Penser le nu impliquera d’abord de définir ce qui fait que le corps en scène est perçu comme « nu » : il s’agira donc d’étudier la façon dont la nudité – même sur la scène contemporaine – est une construction scénique (maquillage, tatouage, éléments de « costume », espace, lumières, gestuelle…), différente selon les époques et les genres spectaculaires, et aussi de mettre cette perception scénique en perspective avec le contexte socio-culturel du spectacle, c’est-à-dire avec la perception du « nu » dans le monde extra-théâtral, l’articulation ou la confrontation de ces deux regards pouvant poser des questions politiques et anthropologiques sur les enjeux de la représentation.








Car il s’agira également et fondamentalement de s’interroger sur les fonctions et significations que revêt le corps (perçu comme) nu dans tel ou tel spectacle/texte. Que produit pour le regard du spectateur la vision de ces corps nus ? Que produit dans le dérouler du spectacle/du texte le surgissement d’un corps nu ?

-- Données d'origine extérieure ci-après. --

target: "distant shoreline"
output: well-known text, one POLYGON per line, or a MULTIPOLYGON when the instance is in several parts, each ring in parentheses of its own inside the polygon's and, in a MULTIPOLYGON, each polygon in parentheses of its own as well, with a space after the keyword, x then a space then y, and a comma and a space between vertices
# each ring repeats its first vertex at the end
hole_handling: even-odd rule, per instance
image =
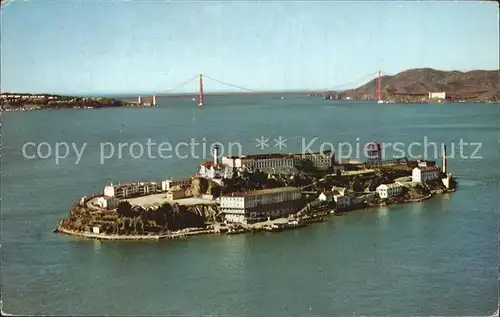
POLYGON ((73 97, 49 94, 0 94, 1 112, 21 112, 45 109, 100 109, 141 106, 132 102, 103 97, 73 97))
MULTIPOLYGON (((162 97, 162 98, 180 98, 181 96, 174 97, 162 97)), ((365 100, 365 99, 352 99, 352 100, 333 100, 337 102, 343 103, 356 103, 356 102, 373 102, 376 104, 376 100, 365 100)), ((68 110, 68 109, 81 109, 81 110, 99 110, 99 109, 109 109, 109 108, 119 108, 119 109, 145 109, 145 108, 158 108, 158 106, 145 106, 145 105, 137 105, 137 104, 127 104, 127 102, 123 102, 124 105, 120 106, 97 106, 97 107, 85 107, 85 106, 73 106, 73 107, 37 107, 34 105, 25 105, 22 107, 16 108, 5 108, 1 107, 0 112, 28 112, 28 111, 43 111, 43 110, 68 110)), ((421 101, 400 101, 400 102, 385 102, 383 104, 377 104, 377 106, 383 106, 387 104, 498 104, 497 101, 475 101, 475 100, 466 100, 466 101, 445 101, 445 102, 421 102, 421 101)), ((315 107, 316 105, 311 105, 311 107, 315 107)))
POLYGON ((4 109, 3 107, 0 108, 0 112, 28 112, 28 111, 44 111, 44 110, 100 110, 100 109, 110 109, 110 108, 115 108, 115 109, 130 109, 130 108, 155 108, 151 106, 141 106, 141 105, 123 105, 123 106, 102 106, 102 107, 30 107, 31 105, 27 105, 27 107, 21 107, 21 108, 8 108, 4 109))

Ces interrogations recouperont des axes variés et complexes, une des particularités d’un tel spectacle étant son ambiguïté sémiotique. Ainsi, la nudité exposée renvoie, au-delà du spectacle, à celle de l’acteur lui-même. L’étude du corps nu pourrait nous obliger à repenser la spécificité de ce qui « fait théâtre » – cette fameuse « présence » de l’acteur –, ou nous amener encore à développer une réflexion sur le statut particulier de cette profession destinée à provoquer le plaisir du spectateur avec un corps souvent censé avoir un potentiel érotique particulier : de la pratique de la prostitution à telle époque ancienne (théâtre romain, kabuki…) au libertinage et aux photos d’actrices dénudées aujourd’hui, l’« expeausition » des acteurs semble être une constante qui mérite réflexion. Mais, autre ambiguïté, la nudité renvoie aussi bien à la suavité de l’érotisme qu’à la violence, celle de la pornographie ou encore des zoos humains. Une autre piste intéressante posée par la question du corps nu est celle de l’altérité : donner à voir le corps nu peut permettre d’interroger le genre humain et le genre sexué en se jouant précisément des frontières…

Pour cette première édition, le programme des séances mensuelles visera d’abord à poser les premiers jalons de la recherche en étudiant un corpus varié. Un colloque international organisé en juin 2018 à Coimbra (Portugal) avec le Centre des Etudes de Théâtre de l’Université de Lisbonne et le Centre d’Etudes Interdisciplinaires de l’Université de Coimbra prolongera ensuite ce premier temps, en développant une réflexion métacritique, en particulier en s’interrogeant sur ce qu’apporte une approche transhistorique à l’étude du corps nu dans les arts de la scène, c’est-à-dire notamment sur ce qu’elle change dans notre façon de penser la nudité sur la scène contemporaine.

Programme du séminaire mensuel 2017-2018 :

  • 23 janvier : « J’veux du nu (na !) » – la nudité en scène comme construction théorique.(Arnaud Rykner, Université Sorbonne Nouvelle – Paris 3)

  • 20 février : Le nu dans la revue : jalons pour une recherche. (Romain Piana, Université Sorbonne Nouvelle – Paris 3)

  • 27 mars : La nudité dans le théâtre du Moyen Age. (Darwin Smith, CNRS)

  • 24 avril : Danser nu : 1995-2015, du concept à l’ivresse. (Roland Huesca, Université de Lorraine)

  • 22 mai : Les paradoxes de la nudité dans le spectacle de l’Afrique. (Sylvie Chalaye, Université Sorbonne Nouvelle – Paris 3)









Les séances se dérouleront les mardis de 17h15 à 19h, à la Maison de la Recherche de l’Université Sorbonne Nouvelle-Paris 3, 4 rue des Irlandais, Paris 5ème, salle Claude Simon (à l’exception de la séance du 24 avril qui aura lieu dans la salle Mezzanine).